Завет Петра 4. Крымский гамбит — Денис Старый

Я молча наблюдал за метаморфозой, происходящей с графом. Глаза еще молодого, в сущности, человека внезапно увлажнились. Губы дрогнули. И вот теперь передо мной сидел не блестящий европейский повеса, не кобель, который только и думает о том, как бы задрать как можно больше юбок вокруг себя. Передо мной сидел обиженный судьбой, недолюбленный мальчишка, который наконец-то получил то, о чем мечтал всю жизнь.

— Да, граф. Это официальное признание, — тихо, но веско произнес я, нарушая звенящую тишину кабинета. — С личной подписью и печатью твоего отца. Признание того, что ты — сын Августа. Удивительное и совершенно штучное дело. Бастардов, сыновей и дочерей, твой неутомимый папенька наплодил никак не меньше двух сотен. Но такой бумаги удостаиваешься только ты.

Мориц медленно поднял на меня блестящие от подступивших слез глаза.

— Вы имеете такое влияние на польского короля? — спросил он.

Но обсуждать это влияние я не собирался. Да, имею. Он должен и мне и России столько, на самом деле… Еще отдавать придется. А то гляди ты… Денег столько брал от меня. А отдавать чем?
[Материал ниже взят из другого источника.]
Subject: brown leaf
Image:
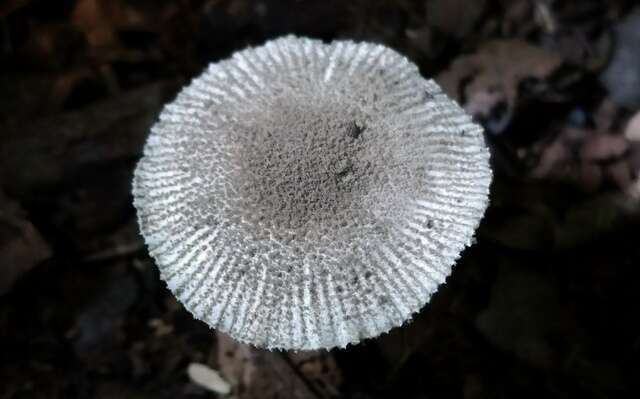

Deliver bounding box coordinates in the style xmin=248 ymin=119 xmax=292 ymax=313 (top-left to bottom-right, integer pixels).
xmin=436 ymin=39 xmax=563 ymax=133
xmin=217 ymin=333 xmax=322 ymax=399
xmin=0 ymin=192 xmax=52 ymax=295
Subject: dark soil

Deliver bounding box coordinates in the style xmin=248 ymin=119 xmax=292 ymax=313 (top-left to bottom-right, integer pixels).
xmin=0 ymin=0 xmax=640 ymax=399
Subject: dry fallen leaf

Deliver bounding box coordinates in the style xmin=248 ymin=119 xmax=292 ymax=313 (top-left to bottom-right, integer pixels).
xmin=0 ymin=192 xmax=52 ymax=295
xmin=436 ymin=39 xmax=563 ymax=134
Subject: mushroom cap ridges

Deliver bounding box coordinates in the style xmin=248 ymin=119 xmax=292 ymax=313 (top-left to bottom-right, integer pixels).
xmin=133 ymin=36 xmax=491 ymax=349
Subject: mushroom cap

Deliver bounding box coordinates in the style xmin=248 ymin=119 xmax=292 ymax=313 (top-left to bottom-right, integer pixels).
xmin=133 ymin=36 xmax=491 ymax=349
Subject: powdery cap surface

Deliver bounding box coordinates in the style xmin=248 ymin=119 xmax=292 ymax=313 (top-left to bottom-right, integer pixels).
xmin=133 ymin=36 xmax=491 ymax=349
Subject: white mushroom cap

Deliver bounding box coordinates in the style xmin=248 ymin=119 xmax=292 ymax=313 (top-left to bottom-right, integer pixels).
xmin=133 ymin=36 xmax=491 ymax=349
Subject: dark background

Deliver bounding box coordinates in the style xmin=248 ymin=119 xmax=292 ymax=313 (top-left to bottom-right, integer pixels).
xmin=0 ymin=0 xmax=640 ymax=399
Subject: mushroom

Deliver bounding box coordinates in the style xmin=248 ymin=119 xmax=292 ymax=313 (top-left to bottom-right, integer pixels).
xmin=133 ymin=36 xmax=491 ymax=350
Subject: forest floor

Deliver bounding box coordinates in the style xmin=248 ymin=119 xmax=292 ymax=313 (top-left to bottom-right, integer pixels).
xmin=0 ymin=0 xmax=640 ymax=399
— Бумага эта… Оно сделано для того, чтобы в Европе было четкое понимание: моя дочь выходит не за безродного ублюдка, а за человека, достойного себя, — жестко продолжил я, возвращая его с небес на землю. — Но взамен ты прямо сейчас напишешь безоговорочный отказ от каких-либо притязаний на польскую корону. Да, я знаю, что ты и без этого не имел на нее никаких законных прав. Но это нужно для надежности. Просто на всякий случай, чтобы твой венценосный отец спал спокойно и не сильно волновался.

— Или скорее польский сейм, — сказал Мориц.
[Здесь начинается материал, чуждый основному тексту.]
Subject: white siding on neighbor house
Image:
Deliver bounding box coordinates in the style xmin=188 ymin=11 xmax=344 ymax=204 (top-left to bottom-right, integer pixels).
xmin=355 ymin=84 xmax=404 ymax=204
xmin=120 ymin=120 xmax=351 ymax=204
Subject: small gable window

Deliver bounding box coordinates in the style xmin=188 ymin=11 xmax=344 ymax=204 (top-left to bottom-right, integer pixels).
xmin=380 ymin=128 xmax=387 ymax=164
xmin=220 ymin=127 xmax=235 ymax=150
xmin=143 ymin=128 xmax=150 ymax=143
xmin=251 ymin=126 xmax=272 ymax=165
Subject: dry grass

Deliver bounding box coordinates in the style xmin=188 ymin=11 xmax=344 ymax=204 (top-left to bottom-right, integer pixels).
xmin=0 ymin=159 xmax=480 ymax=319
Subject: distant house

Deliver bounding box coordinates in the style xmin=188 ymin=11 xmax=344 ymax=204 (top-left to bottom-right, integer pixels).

— А я смотрю, ты политой интересуешься… Не нужно. Твое дело — война и победы. Триумфы полководца. А остальное — опасно, — сказал я.

Я говорил сурово, чеканя слова, а этот великовозрастный «мальчишка» сидел передо мной и чуть ли не рыдал, судорожно сжимая в руках заветный лист бумаги.
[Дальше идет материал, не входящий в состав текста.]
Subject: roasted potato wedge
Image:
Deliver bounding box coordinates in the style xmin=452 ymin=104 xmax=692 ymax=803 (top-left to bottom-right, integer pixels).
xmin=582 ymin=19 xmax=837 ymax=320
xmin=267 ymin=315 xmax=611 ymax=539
О том, чьим бастардом он является, в Европе прекрасно знали все. Но это был классический секрет Полишинеля. Да, в лицо ему, может, напрямую и не плевали, но чаще всего дело ограничивалось тонкими, ядовитыми издевками.

В действительно значимых, высших кругах французской аристократии Морица не принимали за равного. Или же впускали эпизодически — посмотреть как на забавную, экзотическую зверюшку, потешиться его выходками, а затем брезгливо отправить восвояси, чтобы незаконнорожденный не мешал «нормальным» людям отдыхать.

Ну а второй эшелон светского общества Парижа, но не Версаля, вся эта мелкопоместная шелупонь, уже не был интересен самому Морицу. Поначалу я думал, что его бесконечные скандальные похождения, которые горячо обсуждались даже в весьма открытой и галантной Франции, были своеобразным криком отчаяния — способом любой ценой привлечь к себе внимание. И он этого добился: о графе судачили во всех парижских салонах.